This is my second post providing support for open seeding in the NBA; this would mean that the top 16 teams in the league make the playoffs (instead of the top 8 in each conference). Last time, I showed that in only 10 of the last 34 seasons have the 16 teams with the best records been the 16 playoff teams. I wanted to look more at the player level, particularly after big names have recently migrated from the the Eastern to the Western Conference. It feels like there is a huge conference imbalance in star power in the league at a time when individual stars mean a lot to the game.

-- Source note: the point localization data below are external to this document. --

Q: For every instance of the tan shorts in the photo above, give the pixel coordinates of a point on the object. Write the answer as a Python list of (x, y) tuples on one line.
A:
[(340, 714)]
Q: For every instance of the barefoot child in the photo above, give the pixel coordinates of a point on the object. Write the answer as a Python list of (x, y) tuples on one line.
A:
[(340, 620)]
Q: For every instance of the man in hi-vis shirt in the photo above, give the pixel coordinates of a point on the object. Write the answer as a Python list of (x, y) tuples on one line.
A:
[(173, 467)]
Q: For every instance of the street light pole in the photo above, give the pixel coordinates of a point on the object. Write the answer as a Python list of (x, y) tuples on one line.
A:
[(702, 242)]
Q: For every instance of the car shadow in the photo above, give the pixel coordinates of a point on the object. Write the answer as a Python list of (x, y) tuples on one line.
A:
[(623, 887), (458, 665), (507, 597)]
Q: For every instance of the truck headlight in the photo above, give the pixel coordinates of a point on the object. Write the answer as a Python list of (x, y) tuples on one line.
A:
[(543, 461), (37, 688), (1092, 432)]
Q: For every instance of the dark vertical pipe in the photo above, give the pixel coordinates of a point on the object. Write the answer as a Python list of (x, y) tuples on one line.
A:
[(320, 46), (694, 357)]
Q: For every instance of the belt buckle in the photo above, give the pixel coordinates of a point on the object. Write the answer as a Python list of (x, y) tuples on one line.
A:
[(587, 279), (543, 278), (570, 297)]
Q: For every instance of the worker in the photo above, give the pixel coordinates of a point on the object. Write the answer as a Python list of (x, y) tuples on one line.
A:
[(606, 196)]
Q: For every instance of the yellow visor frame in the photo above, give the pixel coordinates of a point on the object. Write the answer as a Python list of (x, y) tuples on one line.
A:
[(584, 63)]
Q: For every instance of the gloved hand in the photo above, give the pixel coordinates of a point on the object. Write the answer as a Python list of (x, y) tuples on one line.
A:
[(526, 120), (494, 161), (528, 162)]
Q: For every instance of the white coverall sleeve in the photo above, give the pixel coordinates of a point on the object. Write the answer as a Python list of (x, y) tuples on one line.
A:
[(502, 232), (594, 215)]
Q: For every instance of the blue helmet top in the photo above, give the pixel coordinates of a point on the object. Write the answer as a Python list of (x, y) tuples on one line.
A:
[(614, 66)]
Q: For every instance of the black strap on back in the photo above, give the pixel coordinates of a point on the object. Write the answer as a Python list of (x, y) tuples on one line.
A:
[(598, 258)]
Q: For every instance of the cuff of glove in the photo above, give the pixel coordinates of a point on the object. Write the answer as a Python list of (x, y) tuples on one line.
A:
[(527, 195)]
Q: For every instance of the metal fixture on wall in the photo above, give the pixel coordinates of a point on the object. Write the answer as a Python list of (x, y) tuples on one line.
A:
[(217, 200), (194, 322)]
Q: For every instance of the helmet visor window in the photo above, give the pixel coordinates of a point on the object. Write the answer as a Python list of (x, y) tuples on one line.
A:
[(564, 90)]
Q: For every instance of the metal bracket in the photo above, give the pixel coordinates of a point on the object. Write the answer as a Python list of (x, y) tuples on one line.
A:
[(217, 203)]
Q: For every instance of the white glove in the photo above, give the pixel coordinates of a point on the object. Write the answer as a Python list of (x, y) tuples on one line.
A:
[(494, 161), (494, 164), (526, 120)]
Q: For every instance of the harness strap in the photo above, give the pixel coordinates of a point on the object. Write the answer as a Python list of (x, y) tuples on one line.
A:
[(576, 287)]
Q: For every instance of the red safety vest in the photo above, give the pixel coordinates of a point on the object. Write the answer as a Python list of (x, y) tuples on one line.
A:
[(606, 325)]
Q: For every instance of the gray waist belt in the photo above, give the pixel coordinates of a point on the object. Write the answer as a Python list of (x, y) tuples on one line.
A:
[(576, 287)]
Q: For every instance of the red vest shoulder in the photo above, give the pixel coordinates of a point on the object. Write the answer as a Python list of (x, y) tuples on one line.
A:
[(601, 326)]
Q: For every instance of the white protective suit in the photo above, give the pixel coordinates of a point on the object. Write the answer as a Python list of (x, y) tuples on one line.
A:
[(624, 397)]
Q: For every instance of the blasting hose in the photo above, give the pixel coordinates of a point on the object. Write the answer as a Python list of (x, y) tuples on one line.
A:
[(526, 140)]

I again scraped Basketball-Reference.com for the numbers, and the code can be found at the end of this post. Basketball-Reference has league leaders pages, listing the top 20 players for a season in various statistics. I consider player efficiency rating (PER) to be the best overall performance metric, so I calculated what percent of the top 20 PER performers were in the West for every season since the 1979-1980 season. (I chose to start in this season because the league leaders pages look slightly different in previous seasons, making it more difficult to scrape). If the conferences were balanced, we would expect this to be 50%. I also did the same thing for All-NBA teams: What proportion of the All-NBA players were from the Western Conference? Again, we would expect this number to be 50% if the conferences were balanced perfectly.
results_per %>%
filter(complete.cases(.)) %>%
group_by(year) %>%
count(conf) %>%
mutate(prop = n / sum(n)) %>%
ungroup() %>%
filter(conf == "W") %>%
ggplot(aes(x = as.numeric(year), y = prop)) +
geom_point(color = "#008000") +
stat_smooth(se = FALSE, method = "loess", span = 1, color = "#800080") +
theme_minimal() +
theme(
axis.text.x = element_text(hjust = 1, angle = 45),
panel.grid.major.y = element_blank(),
panel.grid.minor.y = element_blank(),
text = element_text(size = 14)
) +
labs(x = NULL) +
scale_y_continuous(
name = "Top PER Players in Western Conference",
label = function(x) paste0(x * 100, "%")
) +
geom_hline(yintercept = .5, linetype = 2)
results_allnba %>%
filter(complete.cases(.)) %>%
group_by(year) %>%
filter(conf == "W") %>%
ggplot(aes(x = year, y = prop, group = 1)) +
geom_point(color = "#008000") +
stat_smooth(se = FALSE, method = "loess", span = 1, color = "#800080") +
theme_minimal() +
theme(
axis.text.x = element_text(hjust = 1, angle = 45),
panel.grid.major.y = element_blank(),
panel.grid.minor.y = element_blank(),
text = element_text(size = 14)
) +
labs(x = NULL) +
scale_y_continuous(
name = "All-NBA Players in Western Conference",
label = function(x) paste0(x * 100, "%")
) +
geom_hline(yintercept = .5, linetype = 2)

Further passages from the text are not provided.